1. From the Times of London obituary of Helmet Kohl, former German chancellor:

“In late 1944 [Kohl] was sent to a pre-military training camp as part of Hitler’s desperate effort to save the Third Reich by enlisting boys and old men, and ended up in Bavaria. At the war’s end he and three classmates walked 250 miles back to Ludwigshafen through a country in ruins. They scavenged for food, were attacked by liberated Polish prisoners, and saw the bodies of deserters hanging from trees.”

BAM!  Movie.  Right there.  Three boys wander through the German rubble.  Maybe there’s a bear involved, or is that a little too Stand By Me?  Anyway, you’d need to have a thorough, localized understanding of World War II, be able to write adolescent dialog, and speak German.  Well, preferably be German––I think this would work better as a film if it were made in Germany by German filmmakers.

2. Recently I read a long piece in The New Yorker about Augustine, and it commented on how in Confessions, you never hear from his longtime lover and baby mama, who is summarily tossed out of his house when A’s Oedipal nightmare moves in and asserts her power:

The woman with whom he had been living “was torn from my side, because she was supposed to be an obstacle to my marriage,” Augustine writes. “My heart, which had fused with hers, was mutilated by the wound, and I limped along trailing blood.” Of his mistress’s feelings, he gives us no glimpse, noting simply, “She went back to Africa, vowing to you that she would never know another man.” Then she is gone from his account, leaving him with the gnawing sexual appetite that she had served to appease.

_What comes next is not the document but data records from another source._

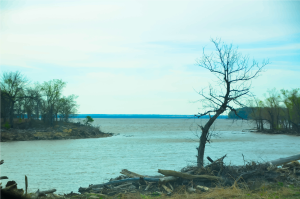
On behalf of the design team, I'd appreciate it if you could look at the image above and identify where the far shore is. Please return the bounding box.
[0,120,113,142]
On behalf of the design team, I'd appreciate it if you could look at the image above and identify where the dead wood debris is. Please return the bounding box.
[0,154,300,198]
[79,154,300,196]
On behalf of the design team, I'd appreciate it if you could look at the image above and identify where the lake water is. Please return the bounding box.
[0,118,300,193]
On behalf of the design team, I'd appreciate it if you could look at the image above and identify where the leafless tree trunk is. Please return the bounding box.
[195,39,268,167]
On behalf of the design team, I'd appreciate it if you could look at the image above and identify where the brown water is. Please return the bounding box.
[0,119,300,193]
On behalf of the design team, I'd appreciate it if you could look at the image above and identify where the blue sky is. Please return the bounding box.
[0,0,300,115]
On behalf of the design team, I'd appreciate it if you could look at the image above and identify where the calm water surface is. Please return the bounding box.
[0,119,300,193]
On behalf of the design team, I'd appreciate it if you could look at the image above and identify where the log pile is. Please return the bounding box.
[0,154,300,199]
[78,154,300,196]
[0,160,60,199]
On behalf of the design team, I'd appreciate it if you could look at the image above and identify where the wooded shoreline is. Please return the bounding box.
[0,120,113,142]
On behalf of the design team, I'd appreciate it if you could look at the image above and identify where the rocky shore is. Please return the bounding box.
[0,121,113,142]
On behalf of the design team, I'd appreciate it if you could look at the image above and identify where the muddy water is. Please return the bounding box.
[0,119,300,193]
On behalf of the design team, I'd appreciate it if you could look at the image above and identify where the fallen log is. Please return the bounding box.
[78,178,159,193]
[31,189,56,198]
[159,176,178,183]
[0,176,8,180]
[3,183,17,190]
[268,154,300,166]
[161,185,172,194]
[120,169,145,178]
[158,169,222,181]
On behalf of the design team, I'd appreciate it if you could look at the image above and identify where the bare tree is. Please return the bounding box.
[0,71,28,127]
[195,39,269,167]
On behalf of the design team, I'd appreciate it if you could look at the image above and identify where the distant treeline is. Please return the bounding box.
[0,71,78,127]
[228,89,300,132]
[75,114,228,119]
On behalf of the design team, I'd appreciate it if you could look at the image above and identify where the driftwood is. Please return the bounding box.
[161,185,172,194]
[206,156,214,163]
[3,183,17,190]
[158,169,222,180]
[120,169,145,178]
[114,183,132,189]
[0,176,8,180]
[31,189,56,198]
[268,154,300,166]
[78,178,159,193]
[159,176,178,183]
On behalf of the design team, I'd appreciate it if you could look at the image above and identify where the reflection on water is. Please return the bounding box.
[0,119,300,193]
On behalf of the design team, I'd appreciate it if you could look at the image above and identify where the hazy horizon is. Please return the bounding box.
[0,0,300,115]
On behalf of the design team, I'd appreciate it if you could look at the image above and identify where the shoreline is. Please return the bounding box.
[0,122,114,142]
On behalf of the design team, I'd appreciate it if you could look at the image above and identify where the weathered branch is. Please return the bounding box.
[158,169,221,180]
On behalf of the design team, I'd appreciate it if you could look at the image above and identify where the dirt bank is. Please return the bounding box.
[0,120,113,142]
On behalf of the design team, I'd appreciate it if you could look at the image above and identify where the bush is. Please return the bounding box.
[3,122,10,129]
[83,116,94,126]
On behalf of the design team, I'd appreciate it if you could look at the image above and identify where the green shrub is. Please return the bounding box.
[3,122,10,129]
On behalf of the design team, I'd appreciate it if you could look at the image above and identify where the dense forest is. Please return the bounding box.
[228,89,300,133]
[0,71,78,128]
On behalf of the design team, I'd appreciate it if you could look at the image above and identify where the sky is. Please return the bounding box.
[0,0,300,115]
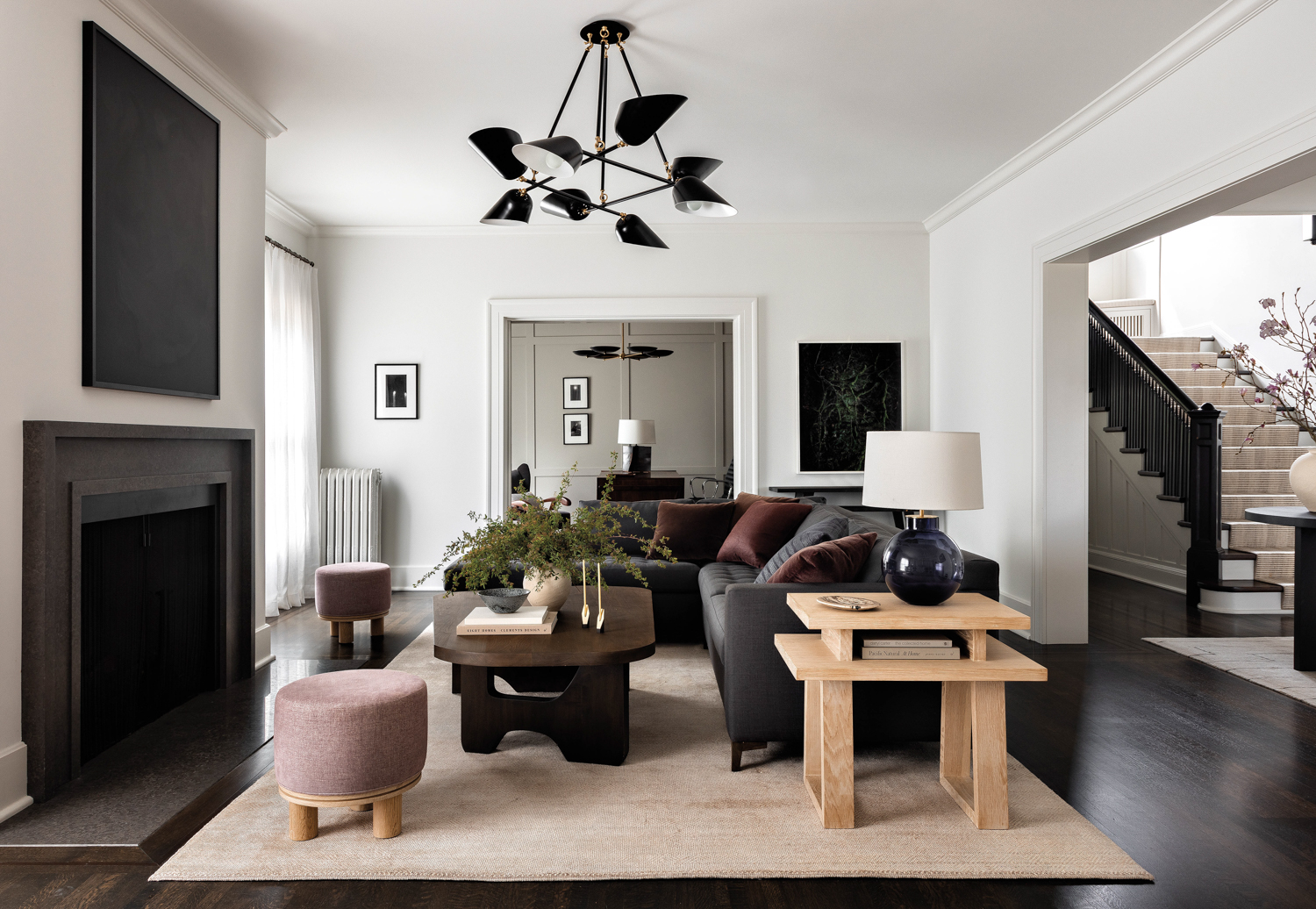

So––what about a historical novel from a silent figure?  A la Colm Toibin’s book The Testament of Mary?  This would involve “world-building,” and I do not care to delve into the research on the Roman Empire in North Africa, among other things, enough to do this.  But I think it could be great.  Highest bidder!  (Question: should this service be financially based, or require the applicant to submit a proposal of sorts?)